Scottish private luncheon club from 1961

Puffin's is a private members' luncheon club, established in the 1960s by the historian Sir Iain Moncreiffe of that Ilk. Named after his first wife, Diana Hay, 23rd Countess of Erroll (whose nickname was 'Puffin'), it started as an informal social gathering of Scots clan chiefs and aristocrats at Edinburgh.

== History ==
Originally, Puffin's met weekly on Tuesdays or Wednesdays in Edinburgh. It now convenes monthly on a Thursday, both in Edinburgh and London. Membership is strictly by invitation and open only to those whose families fought at the battle of Flodden or "would have had they been there".

It is believed that Puffin's throughout the 1960s and 1970s counted half the crowned heads of Europe in its circle, being variously described as distinguished and eccentric. In addition to former King Zog of Albania, Prince Juan of the Asturias and Archduke Otto von Habsburg (the last Austro-Hungarian Imperial Crown Prince), among other notable members were Prince Giulio Rospigliosi, Don Fernando Fitz-James Stuart, the actor Terence Stamp, writers Sir Patrick Leigh Fermor and Donald Adamson, Sir Nicholas Fairbairn, Sir Donald Cameron, Sir David Stirling, baronets Sir Fitzroy Maclean and Sir George Dick-Lauder, the Duke of Atholl, the Marquesses of Ailsa and of Lothian, ex-British PM Lord Home of The Hirsel, the 10th Earl of Selkirk (whose nephew and brief successor to the earldom, Lord Selkirk of Douglas was also a member), Lord Burton, Lord Dacre of Glanton, Lord Lovat and Lord Strange, who attended from time to time.

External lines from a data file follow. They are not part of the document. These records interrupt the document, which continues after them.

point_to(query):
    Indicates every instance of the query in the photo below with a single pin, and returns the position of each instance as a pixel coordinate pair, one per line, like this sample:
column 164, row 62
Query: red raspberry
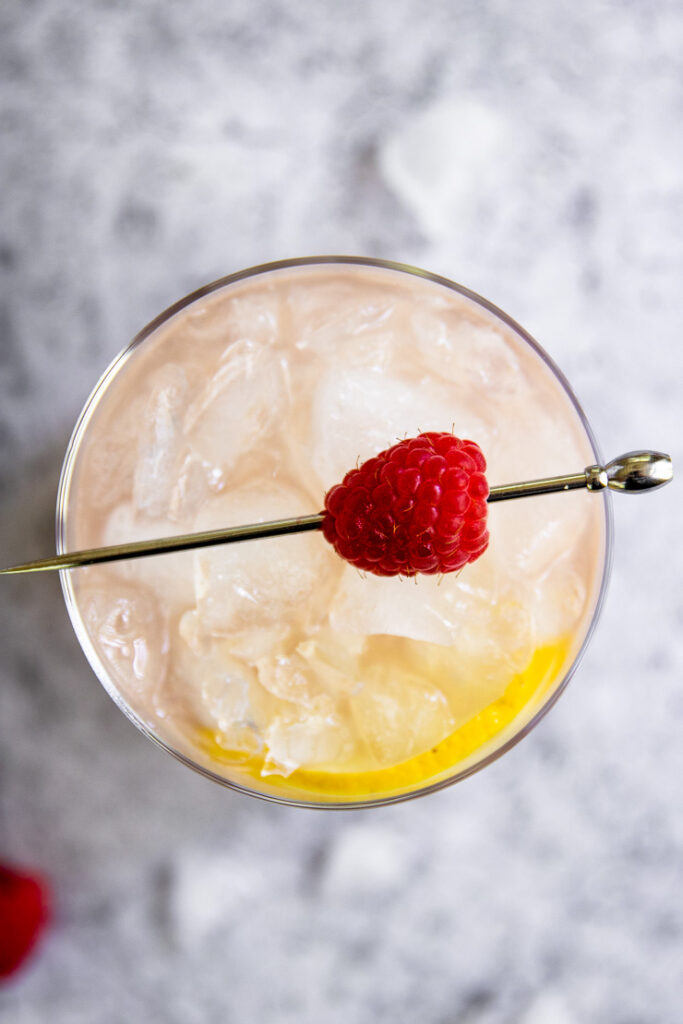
column 417, row 507
column 24, row 912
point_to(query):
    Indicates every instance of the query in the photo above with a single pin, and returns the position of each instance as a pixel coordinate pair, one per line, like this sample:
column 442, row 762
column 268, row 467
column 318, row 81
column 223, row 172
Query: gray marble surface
column 532, row 152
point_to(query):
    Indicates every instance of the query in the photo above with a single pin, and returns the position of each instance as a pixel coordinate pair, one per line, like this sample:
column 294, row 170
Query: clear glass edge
column 67, row 474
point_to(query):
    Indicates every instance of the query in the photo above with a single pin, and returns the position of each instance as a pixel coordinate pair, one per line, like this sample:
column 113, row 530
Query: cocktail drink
column 273, row 666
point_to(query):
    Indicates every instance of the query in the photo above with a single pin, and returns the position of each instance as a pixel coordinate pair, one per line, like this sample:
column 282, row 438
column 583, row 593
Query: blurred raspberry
column 24, row 913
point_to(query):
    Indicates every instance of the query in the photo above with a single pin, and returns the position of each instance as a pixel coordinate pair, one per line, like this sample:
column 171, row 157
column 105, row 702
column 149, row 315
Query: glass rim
column 66, row 478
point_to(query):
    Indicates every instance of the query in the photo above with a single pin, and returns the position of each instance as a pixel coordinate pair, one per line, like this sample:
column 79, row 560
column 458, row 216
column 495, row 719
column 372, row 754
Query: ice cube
column 254, row 316
column 264, row 583
column 224, row 317
column 305, row 740
column 335, row 659
column 290, row 678
column 559, row 600
column 130, row 633
column 208, row 890
column 254, row 644
column 169, row 576
column 222, row 690
column 196, row 481
column 475, row 356
column 107, row 473
column 443, row 160
column 161, row 443
column 244, row 399
column 357, row 413
column 399, row 715
column 341, row 320
column 369, row 604
column 366, row 859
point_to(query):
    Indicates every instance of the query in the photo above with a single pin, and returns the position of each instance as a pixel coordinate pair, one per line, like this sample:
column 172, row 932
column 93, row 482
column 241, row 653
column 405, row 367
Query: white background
column 530, row 151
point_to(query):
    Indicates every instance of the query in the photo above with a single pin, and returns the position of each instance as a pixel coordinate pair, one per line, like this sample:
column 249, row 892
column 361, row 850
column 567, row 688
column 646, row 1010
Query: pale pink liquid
column 249, row 404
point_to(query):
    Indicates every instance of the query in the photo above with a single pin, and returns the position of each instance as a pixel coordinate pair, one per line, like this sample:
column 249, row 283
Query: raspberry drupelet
column 417, row 507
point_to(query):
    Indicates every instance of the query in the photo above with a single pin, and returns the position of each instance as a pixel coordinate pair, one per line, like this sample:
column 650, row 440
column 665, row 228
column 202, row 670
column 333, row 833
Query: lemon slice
column 429, row 767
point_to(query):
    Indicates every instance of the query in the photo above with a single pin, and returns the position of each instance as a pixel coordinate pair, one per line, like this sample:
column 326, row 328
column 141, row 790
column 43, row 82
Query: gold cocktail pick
column 633, row 472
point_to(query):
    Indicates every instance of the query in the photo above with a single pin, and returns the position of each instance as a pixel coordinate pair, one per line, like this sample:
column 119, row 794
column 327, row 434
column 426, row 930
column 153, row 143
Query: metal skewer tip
column 632, row 472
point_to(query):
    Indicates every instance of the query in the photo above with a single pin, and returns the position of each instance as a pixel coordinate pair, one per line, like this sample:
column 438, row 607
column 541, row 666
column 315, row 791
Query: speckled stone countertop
column 531, row 152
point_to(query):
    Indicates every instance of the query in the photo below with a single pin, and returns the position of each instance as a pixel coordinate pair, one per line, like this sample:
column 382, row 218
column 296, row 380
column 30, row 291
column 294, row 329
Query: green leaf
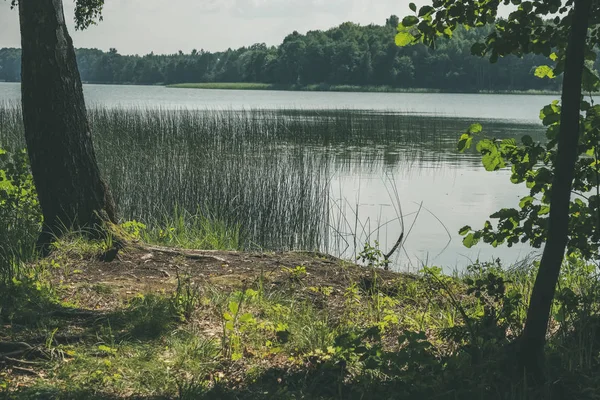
column 475, row 128
column 470, row 241
column 425, row 10
column 544, row 71
column 465, row 142
column 478, row 49
column 525, row 201
column 464, row 230
column 404, row 38
column 409, row 21
column 246, row 318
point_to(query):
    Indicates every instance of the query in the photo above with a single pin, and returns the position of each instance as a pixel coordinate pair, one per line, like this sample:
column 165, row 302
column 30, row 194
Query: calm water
column 371, row 183
column 522, row 108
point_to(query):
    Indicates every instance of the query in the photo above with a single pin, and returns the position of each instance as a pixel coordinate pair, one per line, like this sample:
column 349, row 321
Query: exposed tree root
column 191, row 254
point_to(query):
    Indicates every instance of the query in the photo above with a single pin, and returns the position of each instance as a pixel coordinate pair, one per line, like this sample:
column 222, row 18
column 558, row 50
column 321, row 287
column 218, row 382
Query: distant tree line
column 346, row 55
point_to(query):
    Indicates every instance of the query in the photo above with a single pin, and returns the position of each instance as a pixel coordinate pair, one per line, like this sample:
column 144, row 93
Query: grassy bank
column 305, row 88
column 161, row 322
column 154, row 324
column 339, row 88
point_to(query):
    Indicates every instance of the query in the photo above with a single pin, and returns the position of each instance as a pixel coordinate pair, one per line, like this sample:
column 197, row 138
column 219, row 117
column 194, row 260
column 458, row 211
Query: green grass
column 289, row 340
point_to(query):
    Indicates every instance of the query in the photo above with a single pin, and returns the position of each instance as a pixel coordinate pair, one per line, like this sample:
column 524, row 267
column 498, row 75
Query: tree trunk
column 534, row 335
column 71, row 191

Nowadays among its membership are the founder's two sons, the Earl of Erroll and the Hon. Peregrine Moncreiffe of that Ilk, David Campbell Bannerman MEP and former MPs Major Narindar Saroop and Viscount Thurso, and clan chiefs including the Earl of Crawford and the Earl of Lauderdale, savants as well as various businessmen.